By using multiplication theory,
 Product representing repetition = (number of E)! $\times $(number of I)! $\times $(number of T)!
=2!2!3! (The rest of the letters’ occurrences contribute 1! each to the product )
$\therefore $ The number of different words that can be formed from the letters of the word INTERMEDIATE$=\dfrac{12!}{2!2!3!}=12\times 11\times 10\times 9\times 8\times 7\times 6\times 5=19958400$
Hence the total number of words that can be formed using the letters of the word INTERMEDIATE is $=\dfrac{12!}{2!2!3!}=19958400$
Let us now consider part two of the question.
Here we are asked to find the number of words in which the vowels do not come together. We have to find the number of ways the consonants can be arranged and then multiply it with the number of ways the vowels can be arranged. This gives us the total number of ways the letters can be arranged when the vowels do not come together.
Number of ways consonants can be arranged $=\dfrac{6!}{2!1!1!1!1!}=360$
Fixing 6 consonants creates 7 gaps which are to be filled by the 6 vowels (3 E, 2 I, and 1 A)
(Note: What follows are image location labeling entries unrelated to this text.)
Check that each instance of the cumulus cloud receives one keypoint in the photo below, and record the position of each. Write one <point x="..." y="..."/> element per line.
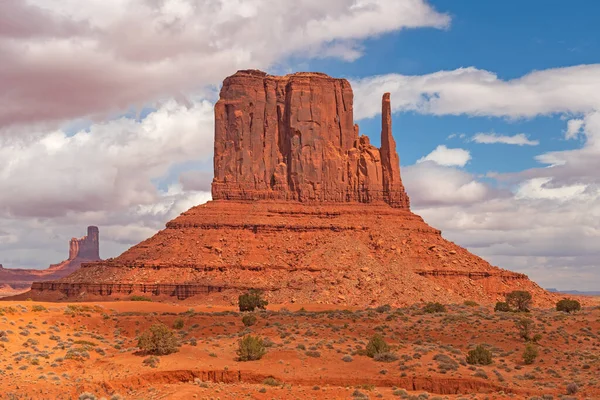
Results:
<point x="108" y="166"/>
<point x="429" y="183"/>
<point x="443" y="155"/>
<point x="574" y="128"/>
<point x="477" y="92"/>
<point x="61" y="60"/>
<point x="519" y="139"/>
If all the vowels were different the 7 gaps can be arranged in ${}^{7}{{P}_{6}}$ ways.
But, since E and I occur thrice and twice respectively,
Number of ways vowels can be arranged =$\dfrac{{}^{7}{{P}_{6}}}{2!3!}$ $=\dfrac{7!}{1!2!3!}=\dfrac{5040}{12}=420$
$\therefore $ Total number of ways the letters can be arranged such that two vowels never come together
 = 420 $\times $ 360 = 151200
Hence, the total number of ways in which the letters of the word INTERMEDIATE can be arranged such that no vowels come together = 151200

Note: Always be careful while doing calculations. Never miss out on multiple occurrences of letters.
Alternate method:
Filling of 7 gaps by the 6 vowels can also be seen as an arrangement of a set of 6 into 7 slots, that is 7! ways are possible (Here the use of permutation can be avoided).